Abstract

Levering, a professor of theology at Mundelein Seminary, has written a beautiful book which takes into account the two demurring sources about Mary’s assumption. These have come from biblical criticism as well from the skepticism about these beliefs from non-Catholic Christian traditions. The result of his scholarship is a convincing apologia for the dogma of her assumption into heaven. This is no mean feat. Furthermore, both in biblical studies and in ecumenical relations, that event has been a side issue or non-existent. So much is this so that L. notes “the last book published in English on Mary’s Assumption appeared over thirty years ago” (2).
L. argues clearly and convincingly that belief in Mary’s assumption, body, and soul into heaven rests on three “scriptural pillars.” The first of these is the New Testament’s typological portraiture of her. His reasoning is accompanied by the best Mariological scholarship available at present. The second pillar undergirding his scholarship rests on the church’s belief and his that under the guidance of the Holy Spirit the church has the authority to interpret divine revelation. He gives a credible account for this belief. And the third pillar is that Mary’s assumption into heaven completes the picture of what God has had in mind in bringing about the creation of the world and sending his Son and the Spirit into it. Absent her assumption, these mysteries lack a specific endpoint.
Some recent portraits of Mary—for example. Elizabeth Johnson’s Truly Our Sister— have supplied a considerable amount of empirical data about Mary’s life on earth. This approach manages to respectfully take her off a pedestal, but neglects the implications of scriptural typology the biblical authors employed for subsequent generations to spell out her meaning. L. uses three recent trenchant studies of biblical typology, all done by Protestant scholars, to show how biblical authors often have much to say about their subject matter through types rather than through other more explicit forms of discourse like the Ark of the Covenant or Eve. Both of these have proven to be pregnant sources for understanding Mary’s role in God’s plan for the world’s salvation—devotionally, liturgically, theologically, doctrinally.

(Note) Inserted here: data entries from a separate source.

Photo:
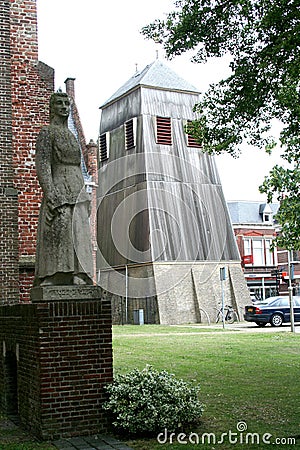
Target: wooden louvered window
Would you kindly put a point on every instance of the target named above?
(163, 130)
(104, 146)
(191, 141)
(130, 133)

The affection of the author for his subject matter comes through most clearly in his chapter on the “fittingness of Mary’s assumption.” L. says that his intention is not to prove the truth of the dogma of the assumption but its fittingness. He quotes John Henry Newman to that effect who believed that “nothing is too high for her to whom God owes His human life; no exuberance of grace, no excess of glory, but is becoming, but is to be expected there, where God has lodged Himself, whence God has issued” (131). Notwithstanding this less-than-proof purpose, L. takes three of the primordial pieces of the revelation—creation and the fall, the election of Israel, and the Incarnation of the Word—and shows how Mary’s assumption ties into one package the relevance of these central truths of revelation. It is not an odd add-on. On the contrary as the Anglican theologian John Macquarrie observes, Mary’s assumption sheds light on “the beginning of a vaster (dare we even say, cosmic or universal?) assumption” (cf. his Mary for All Christians, 2003).
L. is at pains to show how her assumption is an augur of where all of creation is headed, according to Paul. “The whole created world will be set free from its bondage to decay” (Rom 8:21). Mary’s bodily assumption is an eloquent piece of evidence indicating that “when the perishable puts on the imperishable, and the mortal puts on immortality, then shall come to pass the saying that is written: ‘Death is swallowed up in victory’” (1 Cor 15:54). Therefore her destiny prefigures the destiny of all who believe in her son. The author obviously would think it was impoverishing not to have this belief as part of one’s faith.
This belief as a dogma of the Catholic faith was not generated by the hierarchy or the papacy. It had its start in the fifth century with the faithful’s growing belief that Mary, being “blessed among women,” would include the blessing of her bodily assumption into heaven. Over the centuries that belief was continually confirmed by the devotional and liturgical life of the faithful.